With the state’s Gas Tax Holiday entering its fourth day, many motorists around the state were fueling up at lower prices on Monday. The $.25 cent per gallon state tax has been suspended until the end of June.
While motorists were filling their tanks, the attorney general’s office was investigating. It is looking into 163 complaints they’ve received since Friday about some service stations not dropping the $.25 cent tax.
The office of the Attorney General said it has sent out 83 letters to service stations requesting information about their pricing.
“That’s the way the law is written by the legislature and the governor, and that’s how I am going to enforce it,” said Attorney General, William Tong.
Meanwhile, the Gasoline & Automotive Service Dealers of America (GASDA) is standing up for some retailers. They said they’ve heard from 27 service stations that needed to take fuel deliveries before April 1, and paid for that inventory with the tax.
“To expect that maybe 1000 retailers or more were going to be able to get a delivery on Friday was just ridiculous and made no sense,” said GASDA Executive Director, Michael Fox.
Because of the timing, GASDA said some stations have been saddled with higher costs. They paid the $.25 cent tax and a wholesale price that was 12 cents higher on April 1.
Most places however, have dropped prices. According to AAA of Greater Hartford, the Gas Tax Holiday is making a difference. Today’s average price per gallon of regular-grade is $4.03, down from $4.27 before the regulation began on April 1.
While the average of regular-grade has dropped by $.24 cents, mid-grade is down by $.20 cents and premium by $.18 cents.

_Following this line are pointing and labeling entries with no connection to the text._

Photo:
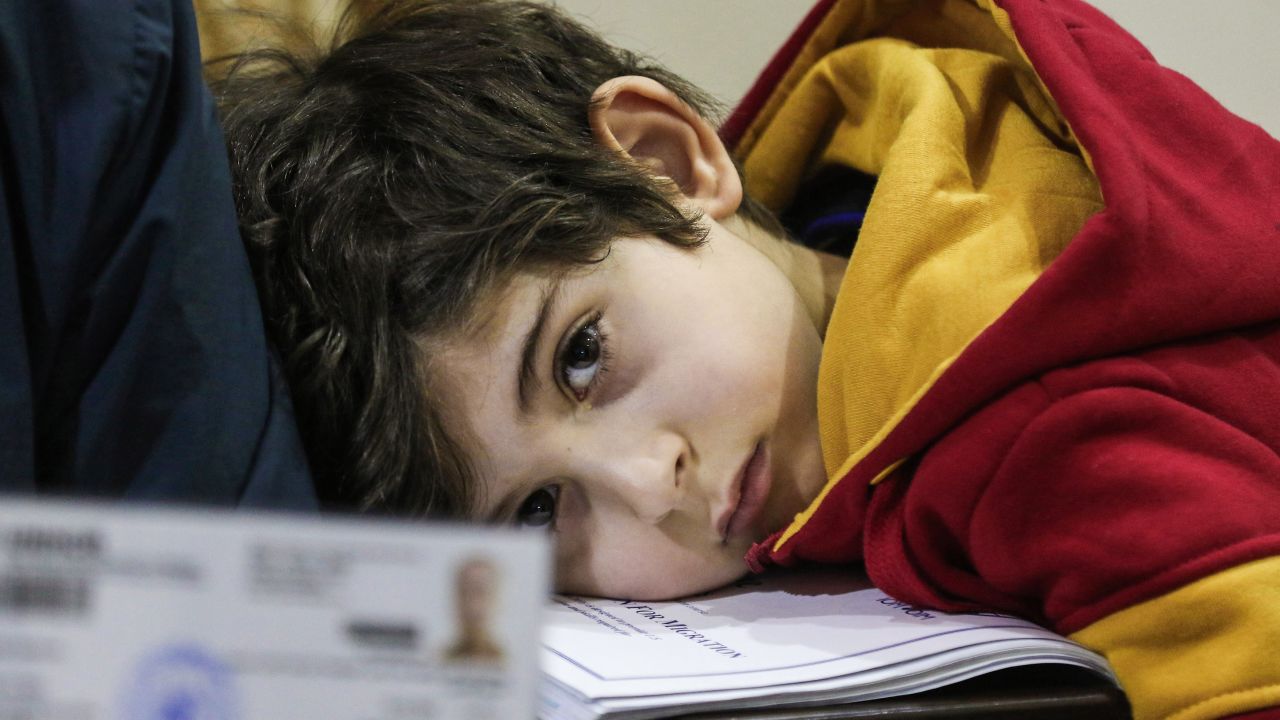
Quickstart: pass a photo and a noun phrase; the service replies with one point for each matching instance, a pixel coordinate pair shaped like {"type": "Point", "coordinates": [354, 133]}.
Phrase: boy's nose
{"type": "Point", "coordinates": [648, 481]}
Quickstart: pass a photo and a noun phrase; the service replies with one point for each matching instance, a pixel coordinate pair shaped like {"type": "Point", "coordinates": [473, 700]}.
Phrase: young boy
{"type": "Point", "coordinates": [516, 277]}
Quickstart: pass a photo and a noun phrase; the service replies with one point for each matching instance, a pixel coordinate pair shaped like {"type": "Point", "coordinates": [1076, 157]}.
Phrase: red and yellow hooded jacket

However, AAA said this is short-term and provides perspective, pointing out the average price per gallon was $2.89 this time, last year.
“While a drop of $.24 is welcome, it’s nowhere near where we were a year ago,” said AAA of Greater Hartford spokesperson, Tracy Noble.
With this in mind, people are taking advantage of lower prices but many still want more relief.
“It’s still high,” said Tony Stepensky of Newington. “It needs to go down some more and hopefully it will.”